As the pandemic of COVID-19 continues globally, one aspect of the path forward has been a renewed interest in the role public health plays in addressing the ongoing needs. Estimates suggest that about 90% of Americans experienced being locked down or practiced social distancing to slow the spread of the virus. Many states are in various stages of opening up, even as caseloads continue to rise.
A new viewpoint in the New England Journal of Medicine by Dr. Andrew Chan and colleagues from Harvard argues for putting the Public back into public health. Early modeling for COVID was based on people experiencing symptoms, those who were hospitalized, and those who died from the virus. This does not render a complete picture. Many countries have struggled with broader testing due to the availability of testing kits and mechanisms to test large numbers of people. Rare exceptions like Iceland and South Korea tested their whole population, thus enabling a complete picture of how the virus moved through their communities. The full view of this pandemic many never emerge.

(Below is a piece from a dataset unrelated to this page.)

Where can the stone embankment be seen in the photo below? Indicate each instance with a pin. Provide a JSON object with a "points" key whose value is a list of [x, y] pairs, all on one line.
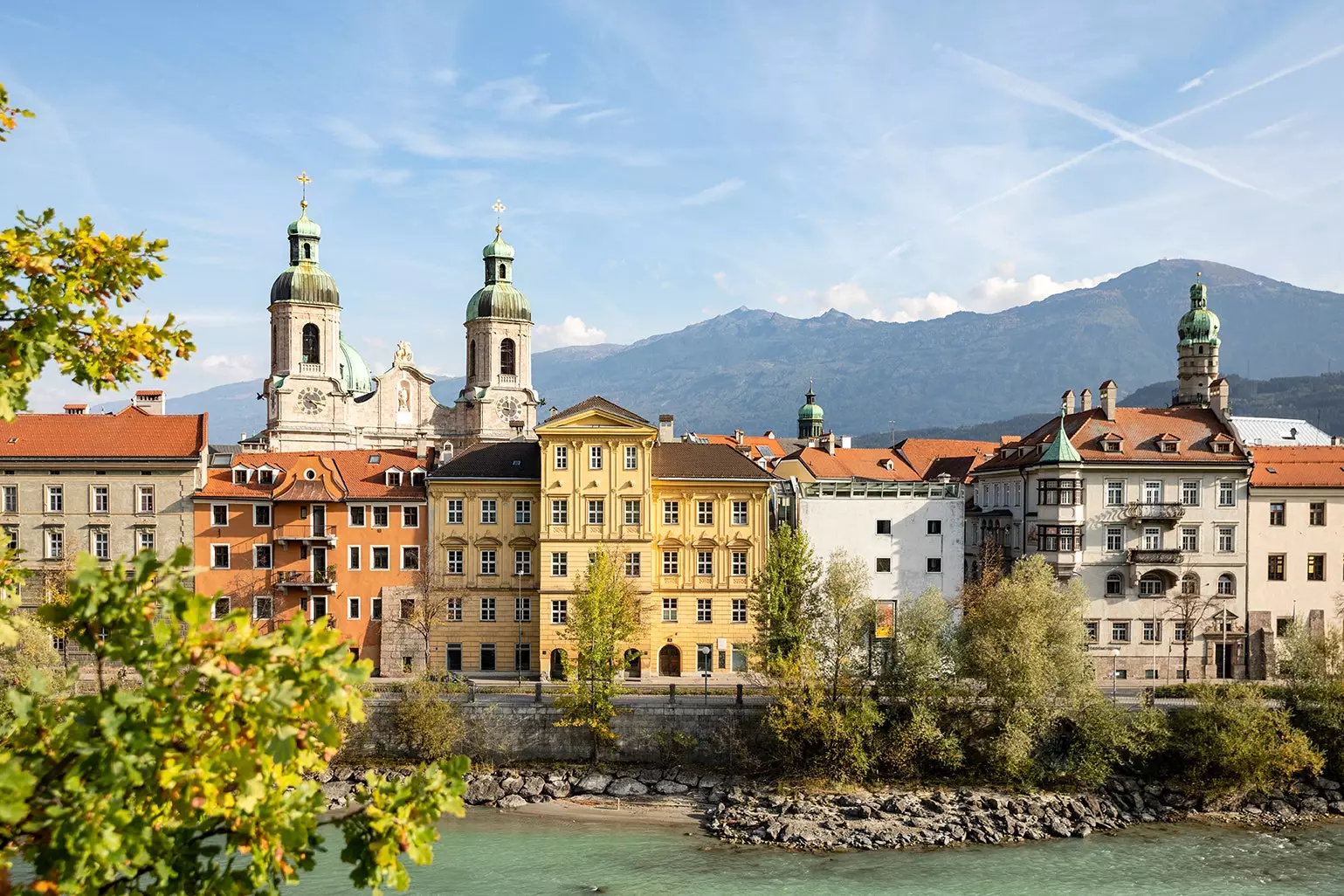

Rapid advances in testing have occurred in the last three months, but broad availability remains challenging. These limitations continue to hamper a robust view of tracking new cases, symptom severity, and emerging underlying risk factors at the community level. Additional complexity has arisen in antibody testing, early work suggests wide variation in accuracy of these tests, and it is still unclear whether the presence of antibodies indicates immunity for subsequent reinfections.
New tools are emerging for population surveillance at the community level and include symptom trackers using texting and other mobile phone capabilities like geolocation. These real-time data collection efforts allow for more timely signals on how the virus is behaving locally. So, better planning to address surges and provision of services can theoretically occur. Data from sensors and fitness trackers are also being leveraged. The authors cite their COVID study app (http://covid.joinzoe.com), which has 3.5 million participants in the USA, UK, and Sweden as one example of symptom tracking. All of these depend on the trust and participation of the General Public, and broad swaths of the community may not trust these apps, so we get a limited view to base decisions upon. The privacy and data use considerations that exist with any of these tools remains unclear, as does the long term use of that data. However, smartphone-based surveillance has broad appeal since more than 80% of Americans own one. Data collection will need to be ongoing until we have a vaccine.
How can we work together to firmly place these surveillance tools in the public health domain, with data used for the public good? How can we build trust back into science and our public health departments to combat and contain this virus? Again digital health can play a pivotal role in our ongoing work on addressing COVID-19, and much infrastructure needs to be built to support the public health approaches to slow the spread of the virus and manage the impact until a vaccine exists. Public Health also has a role to play once a vaccine is developed.